Before FOMC announcement 157 yen → after 153 yen
"Appears to be yen purchase by authorities"

Amid the announcement of the Federal Open Market Committee (FOMC), which determines U.S. monetary policy, the yen exchange rate in the New York foreign exchange market experienced sharp fluctuations, raising renewed speculation that Japanese authorities may have intervened in the market. However, it is viewed as a temporary strengthening of the yen, and the trend of yen depreciation is expected to continue long-term as the interest rate gap between the U.S. and Japan remains wide.


Yen Surges Unexpectedly After US FOMC... Did Japan Conduct a Second Intervention? [Image source=Yonhap News]

The yen-dollar exchange rate was trading in the high 157 yen range per dollar until 2 p.m. local time on the 1st, just before the FOMC meeting results were announced. Then, around 4 p.m., it dropped to 153 yen per dollar. A decline in the yen-dollar exchange rate means an appreciation of the yen.


Such a large fluctuation in a short period has led to widespread analysis in the market that the Japanese government and the Bank of Japan (BOJ) began purchasing yen. Typically, the U.S. holding interest rates steady is seen as a factor that lowers the yen’s value, but the market showed the opposite movement this time.


A representative from a Japanese bank told the Nihon Keizai Shimbun, "It appears to be yen purchase intervention by the Japanese government and the BOJ." Another bank official said, "During the period when the yen surged sharply, there were large-scale foreign exchange transactions amounting to about 5 trillion yen (approximately 44 trillion won)."


Since the first reports of market intervention by the Japanese government and the BOJ on the 29th of last month, the yen depreciation trend continued, prompting a second intervention.
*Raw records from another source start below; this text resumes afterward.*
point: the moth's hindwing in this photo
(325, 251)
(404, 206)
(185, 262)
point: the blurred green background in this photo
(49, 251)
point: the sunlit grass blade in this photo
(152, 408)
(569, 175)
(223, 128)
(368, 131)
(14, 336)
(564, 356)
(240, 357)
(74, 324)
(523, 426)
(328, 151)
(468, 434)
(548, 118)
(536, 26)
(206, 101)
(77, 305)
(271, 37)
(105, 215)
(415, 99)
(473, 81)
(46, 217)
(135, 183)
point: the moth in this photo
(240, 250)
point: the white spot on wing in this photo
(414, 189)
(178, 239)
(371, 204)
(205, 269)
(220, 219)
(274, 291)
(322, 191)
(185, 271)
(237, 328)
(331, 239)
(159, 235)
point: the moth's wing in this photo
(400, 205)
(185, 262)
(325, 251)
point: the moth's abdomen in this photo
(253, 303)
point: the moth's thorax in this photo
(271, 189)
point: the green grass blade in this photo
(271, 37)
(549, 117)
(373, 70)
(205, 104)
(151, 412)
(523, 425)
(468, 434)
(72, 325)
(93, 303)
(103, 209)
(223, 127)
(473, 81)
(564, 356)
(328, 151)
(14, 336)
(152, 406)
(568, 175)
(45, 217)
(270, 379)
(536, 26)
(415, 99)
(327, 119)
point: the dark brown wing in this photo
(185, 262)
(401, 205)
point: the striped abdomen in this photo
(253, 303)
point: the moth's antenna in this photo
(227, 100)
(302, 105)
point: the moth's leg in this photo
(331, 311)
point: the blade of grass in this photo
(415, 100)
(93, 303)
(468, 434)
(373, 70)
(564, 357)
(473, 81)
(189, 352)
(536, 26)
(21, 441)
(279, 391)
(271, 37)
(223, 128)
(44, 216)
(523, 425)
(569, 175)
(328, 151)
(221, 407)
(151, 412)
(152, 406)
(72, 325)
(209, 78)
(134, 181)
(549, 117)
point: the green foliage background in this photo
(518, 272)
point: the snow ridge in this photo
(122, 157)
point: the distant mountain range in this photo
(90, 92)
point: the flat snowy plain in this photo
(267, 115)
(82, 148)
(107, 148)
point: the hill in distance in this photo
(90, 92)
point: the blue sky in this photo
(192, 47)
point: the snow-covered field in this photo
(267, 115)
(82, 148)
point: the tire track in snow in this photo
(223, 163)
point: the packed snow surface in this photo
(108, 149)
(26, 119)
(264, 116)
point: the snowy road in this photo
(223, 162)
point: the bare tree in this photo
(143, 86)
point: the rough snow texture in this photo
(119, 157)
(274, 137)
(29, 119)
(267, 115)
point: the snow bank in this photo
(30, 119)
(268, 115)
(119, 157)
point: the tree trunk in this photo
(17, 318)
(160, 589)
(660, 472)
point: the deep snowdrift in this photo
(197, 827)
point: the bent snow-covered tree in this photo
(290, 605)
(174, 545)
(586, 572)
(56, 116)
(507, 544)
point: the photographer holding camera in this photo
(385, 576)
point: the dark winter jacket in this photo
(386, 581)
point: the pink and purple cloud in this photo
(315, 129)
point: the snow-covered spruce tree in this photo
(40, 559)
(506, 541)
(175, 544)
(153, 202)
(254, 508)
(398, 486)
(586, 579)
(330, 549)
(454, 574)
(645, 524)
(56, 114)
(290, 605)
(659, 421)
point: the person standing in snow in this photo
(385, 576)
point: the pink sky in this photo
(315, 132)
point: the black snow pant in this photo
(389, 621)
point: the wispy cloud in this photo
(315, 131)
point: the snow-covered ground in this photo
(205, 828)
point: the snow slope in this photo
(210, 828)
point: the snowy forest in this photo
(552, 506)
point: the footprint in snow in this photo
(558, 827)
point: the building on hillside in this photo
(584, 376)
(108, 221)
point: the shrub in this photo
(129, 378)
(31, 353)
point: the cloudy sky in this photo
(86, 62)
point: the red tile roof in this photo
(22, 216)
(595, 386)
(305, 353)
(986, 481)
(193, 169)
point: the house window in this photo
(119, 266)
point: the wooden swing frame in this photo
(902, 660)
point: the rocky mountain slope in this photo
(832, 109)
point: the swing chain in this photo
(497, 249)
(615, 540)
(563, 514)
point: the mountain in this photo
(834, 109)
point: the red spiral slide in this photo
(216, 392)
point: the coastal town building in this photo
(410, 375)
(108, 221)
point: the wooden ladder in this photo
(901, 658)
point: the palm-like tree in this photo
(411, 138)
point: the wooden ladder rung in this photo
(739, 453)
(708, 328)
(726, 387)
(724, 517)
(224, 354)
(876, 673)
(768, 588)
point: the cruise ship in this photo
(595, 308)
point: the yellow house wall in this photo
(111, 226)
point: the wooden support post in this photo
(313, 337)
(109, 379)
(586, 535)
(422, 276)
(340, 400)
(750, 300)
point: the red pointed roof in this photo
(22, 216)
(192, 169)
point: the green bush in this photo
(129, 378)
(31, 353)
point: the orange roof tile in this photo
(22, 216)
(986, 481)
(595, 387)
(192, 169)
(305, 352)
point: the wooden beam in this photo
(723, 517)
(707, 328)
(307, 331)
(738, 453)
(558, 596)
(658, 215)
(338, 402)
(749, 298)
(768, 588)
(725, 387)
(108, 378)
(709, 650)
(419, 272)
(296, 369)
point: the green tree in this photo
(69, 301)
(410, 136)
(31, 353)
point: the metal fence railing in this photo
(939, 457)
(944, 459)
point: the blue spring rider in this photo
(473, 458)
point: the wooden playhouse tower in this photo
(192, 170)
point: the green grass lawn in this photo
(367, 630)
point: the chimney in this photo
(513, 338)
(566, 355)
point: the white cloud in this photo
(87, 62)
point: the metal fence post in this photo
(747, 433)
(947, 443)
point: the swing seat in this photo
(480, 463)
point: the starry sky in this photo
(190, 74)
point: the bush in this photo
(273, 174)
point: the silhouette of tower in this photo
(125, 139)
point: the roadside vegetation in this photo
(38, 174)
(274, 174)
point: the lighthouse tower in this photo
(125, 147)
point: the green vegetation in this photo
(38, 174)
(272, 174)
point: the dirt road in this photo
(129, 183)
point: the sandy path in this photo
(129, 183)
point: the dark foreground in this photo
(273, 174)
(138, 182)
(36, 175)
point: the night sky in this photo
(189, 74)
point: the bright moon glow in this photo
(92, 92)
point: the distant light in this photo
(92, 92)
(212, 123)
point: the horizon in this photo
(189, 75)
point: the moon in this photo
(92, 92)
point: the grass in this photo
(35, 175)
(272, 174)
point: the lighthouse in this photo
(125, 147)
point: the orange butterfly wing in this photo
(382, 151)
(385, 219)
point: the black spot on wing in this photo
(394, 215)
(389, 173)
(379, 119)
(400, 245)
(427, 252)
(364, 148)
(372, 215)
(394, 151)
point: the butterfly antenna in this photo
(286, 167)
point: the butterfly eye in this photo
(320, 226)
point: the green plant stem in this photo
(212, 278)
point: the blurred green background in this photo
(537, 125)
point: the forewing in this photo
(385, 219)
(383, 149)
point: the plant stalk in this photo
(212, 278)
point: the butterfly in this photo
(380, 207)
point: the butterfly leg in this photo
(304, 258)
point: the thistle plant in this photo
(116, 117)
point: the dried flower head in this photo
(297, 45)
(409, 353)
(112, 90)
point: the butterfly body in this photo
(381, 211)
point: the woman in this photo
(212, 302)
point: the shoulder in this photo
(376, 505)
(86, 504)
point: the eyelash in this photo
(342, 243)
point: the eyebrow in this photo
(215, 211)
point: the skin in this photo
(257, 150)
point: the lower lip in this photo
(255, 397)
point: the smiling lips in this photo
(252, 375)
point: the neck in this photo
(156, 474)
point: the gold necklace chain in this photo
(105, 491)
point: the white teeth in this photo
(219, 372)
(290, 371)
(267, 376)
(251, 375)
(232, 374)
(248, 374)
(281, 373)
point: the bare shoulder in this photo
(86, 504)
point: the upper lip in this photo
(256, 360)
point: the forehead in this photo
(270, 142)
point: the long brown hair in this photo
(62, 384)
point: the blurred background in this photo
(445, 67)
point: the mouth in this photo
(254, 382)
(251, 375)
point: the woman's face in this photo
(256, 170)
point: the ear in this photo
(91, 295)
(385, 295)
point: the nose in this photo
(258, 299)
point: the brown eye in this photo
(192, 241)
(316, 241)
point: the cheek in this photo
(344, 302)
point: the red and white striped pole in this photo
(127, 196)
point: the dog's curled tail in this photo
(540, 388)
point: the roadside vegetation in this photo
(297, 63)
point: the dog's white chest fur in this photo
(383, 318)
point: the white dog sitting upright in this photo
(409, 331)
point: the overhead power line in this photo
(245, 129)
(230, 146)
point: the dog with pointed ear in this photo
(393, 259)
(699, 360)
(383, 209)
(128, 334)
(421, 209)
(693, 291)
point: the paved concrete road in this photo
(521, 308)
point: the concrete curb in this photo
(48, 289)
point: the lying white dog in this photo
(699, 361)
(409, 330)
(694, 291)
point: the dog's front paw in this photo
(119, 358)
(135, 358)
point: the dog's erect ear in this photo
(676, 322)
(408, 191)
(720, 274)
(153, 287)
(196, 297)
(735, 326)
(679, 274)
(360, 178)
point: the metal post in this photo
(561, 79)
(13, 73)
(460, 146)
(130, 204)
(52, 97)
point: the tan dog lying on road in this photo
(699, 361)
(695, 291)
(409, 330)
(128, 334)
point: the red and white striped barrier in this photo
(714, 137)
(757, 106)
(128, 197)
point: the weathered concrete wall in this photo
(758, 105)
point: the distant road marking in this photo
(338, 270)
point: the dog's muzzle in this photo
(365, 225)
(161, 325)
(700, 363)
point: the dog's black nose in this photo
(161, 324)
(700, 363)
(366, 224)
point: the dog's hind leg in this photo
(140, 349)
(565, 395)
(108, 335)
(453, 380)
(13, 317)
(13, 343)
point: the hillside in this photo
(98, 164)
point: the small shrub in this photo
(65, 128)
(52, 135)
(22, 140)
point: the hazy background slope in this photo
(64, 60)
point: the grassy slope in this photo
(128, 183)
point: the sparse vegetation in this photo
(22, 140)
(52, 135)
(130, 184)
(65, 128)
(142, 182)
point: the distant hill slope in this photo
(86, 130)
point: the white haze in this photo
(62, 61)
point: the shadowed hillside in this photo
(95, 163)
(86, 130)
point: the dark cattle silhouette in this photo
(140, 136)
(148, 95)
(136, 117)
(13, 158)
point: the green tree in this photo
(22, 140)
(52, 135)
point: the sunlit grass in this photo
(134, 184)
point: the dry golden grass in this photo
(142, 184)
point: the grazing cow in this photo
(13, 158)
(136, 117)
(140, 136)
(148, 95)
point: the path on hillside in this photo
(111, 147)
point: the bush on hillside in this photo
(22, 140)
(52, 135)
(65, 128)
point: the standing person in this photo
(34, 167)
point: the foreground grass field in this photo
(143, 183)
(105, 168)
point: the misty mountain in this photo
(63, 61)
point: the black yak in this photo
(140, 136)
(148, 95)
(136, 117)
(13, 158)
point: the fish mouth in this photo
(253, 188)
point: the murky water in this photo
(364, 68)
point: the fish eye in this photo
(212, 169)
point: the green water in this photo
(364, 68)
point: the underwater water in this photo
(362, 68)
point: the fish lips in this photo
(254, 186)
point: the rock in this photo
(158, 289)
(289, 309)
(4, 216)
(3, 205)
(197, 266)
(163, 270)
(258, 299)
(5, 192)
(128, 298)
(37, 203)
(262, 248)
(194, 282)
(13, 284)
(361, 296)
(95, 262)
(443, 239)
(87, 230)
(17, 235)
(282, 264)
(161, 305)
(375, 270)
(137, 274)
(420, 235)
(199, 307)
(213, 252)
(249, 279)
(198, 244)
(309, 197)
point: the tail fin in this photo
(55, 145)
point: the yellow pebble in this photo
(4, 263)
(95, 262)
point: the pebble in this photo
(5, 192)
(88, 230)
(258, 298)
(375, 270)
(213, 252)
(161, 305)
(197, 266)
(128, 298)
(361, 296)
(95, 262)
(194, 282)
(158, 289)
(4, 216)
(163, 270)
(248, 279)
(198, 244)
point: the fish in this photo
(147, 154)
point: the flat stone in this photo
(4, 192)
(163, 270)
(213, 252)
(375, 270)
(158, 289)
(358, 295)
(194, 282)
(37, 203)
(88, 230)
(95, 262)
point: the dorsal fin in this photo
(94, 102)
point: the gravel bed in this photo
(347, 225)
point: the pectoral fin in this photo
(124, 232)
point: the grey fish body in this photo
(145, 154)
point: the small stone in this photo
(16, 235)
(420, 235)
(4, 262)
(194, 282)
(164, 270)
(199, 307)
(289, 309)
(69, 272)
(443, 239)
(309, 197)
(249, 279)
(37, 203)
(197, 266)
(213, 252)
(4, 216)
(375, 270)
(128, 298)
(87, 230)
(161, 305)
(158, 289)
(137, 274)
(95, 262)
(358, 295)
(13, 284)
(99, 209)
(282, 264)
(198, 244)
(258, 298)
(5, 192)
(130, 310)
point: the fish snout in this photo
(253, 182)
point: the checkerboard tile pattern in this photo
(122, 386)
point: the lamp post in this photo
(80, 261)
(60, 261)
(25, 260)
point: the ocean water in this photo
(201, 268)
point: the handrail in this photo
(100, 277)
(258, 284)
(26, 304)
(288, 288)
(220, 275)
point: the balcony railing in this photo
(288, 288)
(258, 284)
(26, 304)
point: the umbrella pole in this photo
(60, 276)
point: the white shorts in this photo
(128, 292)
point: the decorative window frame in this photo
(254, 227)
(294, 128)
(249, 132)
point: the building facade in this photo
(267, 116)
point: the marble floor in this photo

At that time, the yen-dollar exchange rate surpassed the 160 yen level per dollar for the first time in 34 years since April 1990. However, it then plunged more than 4 yen to the low 155 yen range, raising the possibility of intervention by authorities.


Japanese authorities, including the Ministry of Finance, have not yet issued an official statement regarding currency intervention, but the market is highly considering the possibility of intervention in response to the exchange rate fluctuations on this day as well. According to Bloomberg News, Masato Kanda, Financial Vice Minister of Japan’s Ministry of Finance, avoided a direct answer when asked about intervention and said, "We plan to disclose data at the end of this month."


The market is warning that despite authorities’ intervention, the yen’s weakness may persist long-term. Some forecasts suggest that the yen exchange rate, which was around 140 yen per dollar at the beginning of the year, could reach the 170 yen level. The Nihon Keizai Shimbun reported, "The foreign exchange market expects the interest rate gap between the U.S. and Japan will not narrow for the time being," and "selling pressure on the yen remains strong." In particular, it is analyzed that the yen selling trend accelerated further after the BOJ held interest rates steady at the April Monetary Policy Meeting.


Meanwhile, on this day, the BOJ released the minutes of the March Monetary Policy Meeting, where it raised interest rates for the first time in 17 years. The BOJ stated, "We have reached a situation where the 2% price stability target can be achieved," and "a tight financial environment will continue for the time being." However, it explained, "This is not aiming for monetary tightening like the U.S. and Europe, but rather part of efforts to achieve the price stability target." Meeting participants reached a consensus that long-term interest rates are fundamentally determined by the financial markets.